Olszewski, a small businessman speaking next, also took time to praise pre-existing conditions to be covered, and for preventative medicine, both covered in Obamacare, but started out blasting it.
“Obamacare is an absolute failure. It has made our health care costs rise, and we need to do everything we can to make sure we get back on track to providing health care for our citizens through free-market principles,” Olszewski said. “There is no doubt that by getting everyone back to the table, and that includes physicians, hospitals, providers, insurers, we can figure this out. Competition does make us all stronger.
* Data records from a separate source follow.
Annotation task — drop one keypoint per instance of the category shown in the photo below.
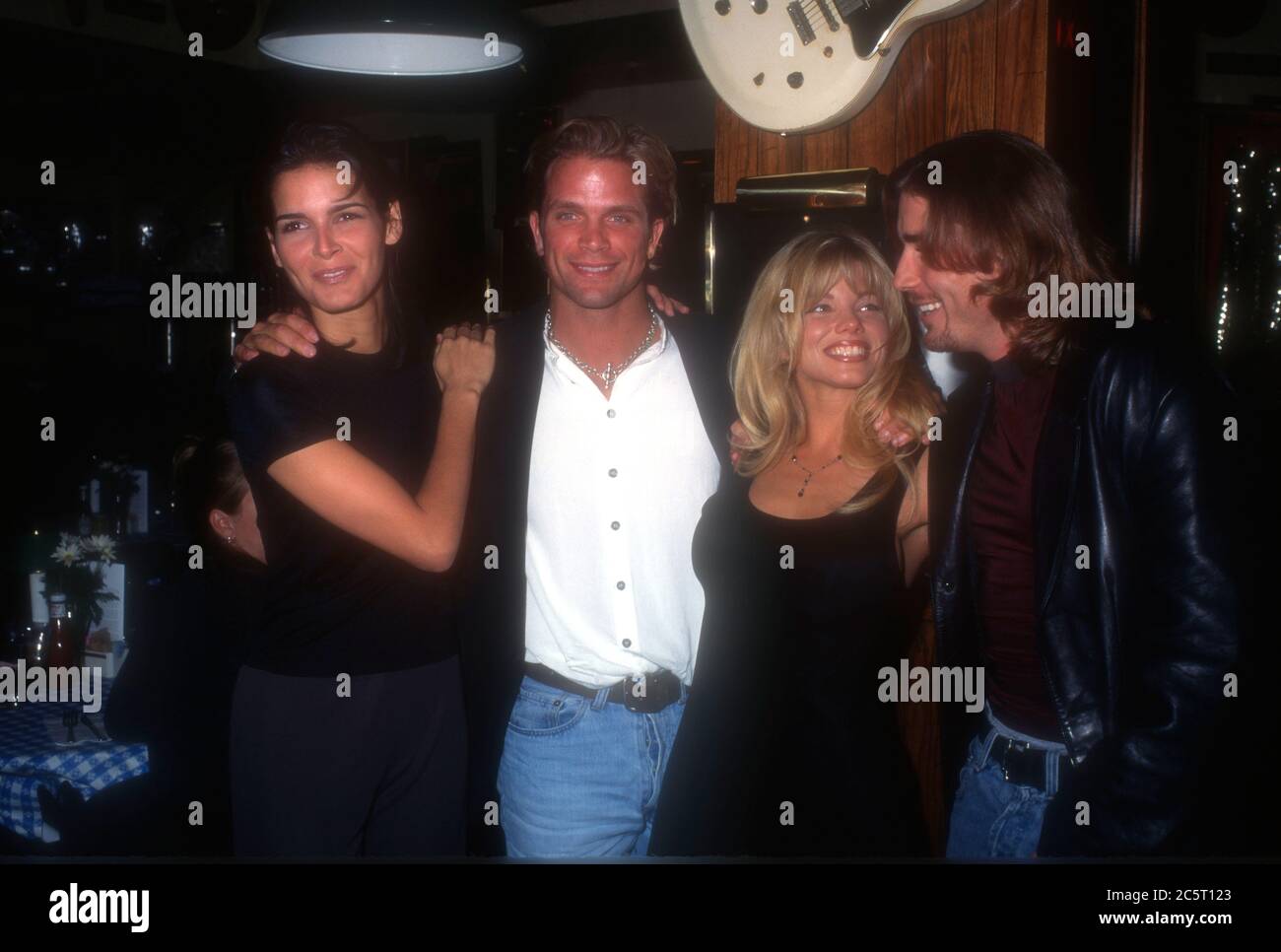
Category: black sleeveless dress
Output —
(785, 748)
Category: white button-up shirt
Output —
(616, 487)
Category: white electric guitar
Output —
(797, 65)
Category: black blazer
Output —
(492, 617)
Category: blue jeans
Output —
(580, 777)
(993, 818)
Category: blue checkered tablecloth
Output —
(31, 758)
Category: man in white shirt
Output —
(596, 452)
(602, 434)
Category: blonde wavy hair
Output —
(769, 402)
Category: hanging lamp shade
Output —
(393, 37)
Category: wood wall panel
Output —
(972, 71)
(982, 69)
(1021, 46)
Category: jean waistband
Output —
(1004, 730)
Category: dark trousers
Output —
(379, 773)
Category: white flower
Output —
(68, 554)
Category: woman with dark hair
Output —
(347, 726)
(174, 691)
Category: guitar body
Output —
(798, 67)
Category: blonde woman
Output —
(805, 560)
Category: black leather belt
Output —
(1024, 764)
(644, 694)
“There is no question that by opening up the borders on insurance is an easy way to solve that,” he continued. “And at the same level we can walk hand-in-hand with our conservative, free-market thinking counterparts at the national level, because competition is a wonderful thing, and being able to provide for our citizens health care is one of the most critical things we can do as government, and at the same time we need to embrace our free market principals and repeal Obamacare and get it right.”
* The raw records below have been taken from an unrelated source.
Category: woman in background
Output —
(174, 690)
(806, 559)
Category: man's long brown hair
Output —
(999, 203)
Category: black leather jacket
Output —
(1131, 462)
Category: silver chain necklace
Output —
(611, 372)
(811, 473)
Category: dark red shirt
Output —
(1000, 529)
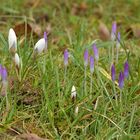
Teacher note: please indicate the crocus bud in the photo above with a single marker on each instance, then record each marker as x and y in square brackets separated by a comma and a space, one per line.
[113, 32]
[12, 40]
[40, 46]
[17, 60]
[113, 72]
[118, 40]
[126, 69]
[66, 55]
[76, 110]
[121, 80]
[86, 58]
[46, 41]
[95, 50]
[73, 92]
[91, 64]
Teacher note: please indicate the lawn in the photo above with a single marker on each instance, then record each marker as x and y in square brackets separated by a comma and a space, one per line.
[74, 71]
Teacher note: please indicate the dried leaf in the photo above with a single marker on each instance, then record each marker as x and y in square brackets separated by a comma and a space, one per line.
[30, 136]
[104, 33]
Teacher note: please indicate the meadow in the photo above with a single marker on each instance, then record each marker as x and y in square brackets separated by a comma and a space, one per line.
[70, 70]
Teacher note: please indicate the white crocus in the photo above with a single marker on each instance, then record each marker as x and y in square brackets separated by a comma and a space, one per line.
[12, 40]
[73, 92]
[40, 46]
[17, 60]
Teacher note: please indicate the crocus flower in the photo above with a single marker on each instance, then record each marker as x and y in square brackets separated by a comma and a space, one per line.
[76, 110]
[96, 54]
[113, 72]
[17, 60]
[86, 58]
[118, 40]
[0, 69]
[113, 32]
[45, 37]
[40, 46]
[66, 55]
[73, 92]
[12, 40]
[4, 74]
[91, 64]
[121, 80]
[4, 81]
[126, 69]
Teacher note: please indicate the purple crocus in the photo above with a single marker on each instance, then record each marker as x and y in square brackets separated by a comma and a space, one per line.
[0, 69]
[66, 55]
[113, 32]
[45, 37]
[4, 74]
[95, 50]
[113, 72]
[86, 58]
[91, 64]
[121, 80]
[118, 39]
[126, 69]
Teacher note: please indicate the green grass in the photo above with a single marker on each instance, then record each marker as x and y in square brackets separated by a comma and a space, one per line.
[39, 100]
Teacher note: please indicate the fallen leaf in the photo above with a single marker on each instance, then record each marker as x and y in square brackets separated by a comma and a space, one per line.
[104, 33]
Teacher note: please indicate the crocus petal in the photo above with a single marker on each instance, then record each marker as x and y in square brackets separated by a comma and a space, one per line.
[45, 37]
[91, 64]
[95, 50]
[12, 40]
[113, 72]
[121, 80]
[66, 55]
[73, 92]
[126, 69]
[76, 110]
[40, 45]
[113, 32]
[17, 60]
[4, 74]
[118, 40]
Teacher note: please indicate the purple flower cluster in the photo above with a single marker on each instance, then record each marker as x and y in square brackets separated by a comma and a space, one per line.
[3, 73]
[91, 58]
[122, 75]
[66, 55]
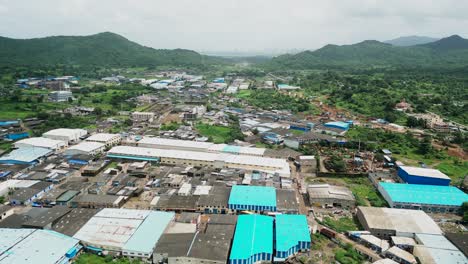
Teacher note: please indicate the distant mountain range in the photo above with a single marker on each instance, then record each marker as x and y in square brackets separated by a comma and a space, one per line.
[103, 49]
[451, 51]
[410, 41]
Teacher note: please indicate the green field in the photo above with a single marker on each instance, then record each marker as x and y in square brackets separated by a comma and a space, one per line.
[218, 134]
[87, 258]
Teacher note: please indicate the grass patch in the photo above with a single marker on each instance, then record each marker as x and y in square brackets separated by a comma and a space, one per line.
[217, 134]
[87, 258]
[341, 225]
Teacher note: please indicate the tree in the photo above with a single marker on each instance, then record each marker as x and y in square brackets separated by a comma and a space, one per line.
[425, 146]
[98, 111]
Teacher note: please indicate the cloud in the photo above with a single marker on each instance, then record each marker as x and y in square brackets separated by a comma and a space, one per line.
[235, 24]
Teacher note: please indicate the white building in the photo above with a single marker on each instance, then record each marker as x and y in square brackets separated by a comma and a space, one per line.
[66, 134]
[203, 159]
[142, 116]
[42, 143]
[87, 148]
[60, 96]
[107, 139]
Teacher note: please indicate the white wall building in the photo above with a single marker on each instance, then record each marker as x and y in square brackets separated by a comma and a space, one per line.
[87, 148]
[41, 142]
[66, 134]
[107, 139]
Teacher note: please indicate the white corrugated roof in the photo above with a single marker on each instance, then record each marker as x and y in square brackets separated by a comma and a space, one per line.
[102, 137]
[42, 142]
[87, 146]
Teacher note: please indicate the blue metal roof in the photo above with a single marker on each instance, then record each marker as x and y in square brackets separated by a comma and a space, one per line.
[424, 194]
[148, 233]
[254, 235]
[290, 231]
[253, 195]
[339, 124]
“I am 100 percent in agreement with that,” said businessman Portigliatti, speaking next.
“It has increased costs for the consumers, it has driven a lot of people out of business, a lot of doctors out of business,” Portigliatti said.
He also touted the pre-existing conditions coverage as something that needs to be continued, and touted telemedicine.
That exchange came closest to bringing out real differences between the four candidates. Earlier questions on abortion, prayer in schools, Bright Futures scholarships, and medical marijuana drew out mostly agreement.
On abortion, all four candidates declared themselves to be stedfast pro-life, and all vowed to oppose late-term abortions and government funding for abortions.
“I have made it a top-priority in my campaign,” Portigliatti noted, holding up a campaign mailer declaring such. “I completely oppose any health care options that include abortion. I support a ban after the 20th week of pregnancy.”
“If you don’t support life, what else is there to debate?” Olszewski said.
Newstreet spoke of a niece born seriously prematurely. “I’ve seen the advances that have brought her to health. I am absolutely, unequivocally pro-life.”
Jain, an immigrant from India, declared, “I am very much pro-life. I”m a vegetarian. This is my belief. I want to make sure you know my beliefs. For me, I don’t kill anybody, anything.”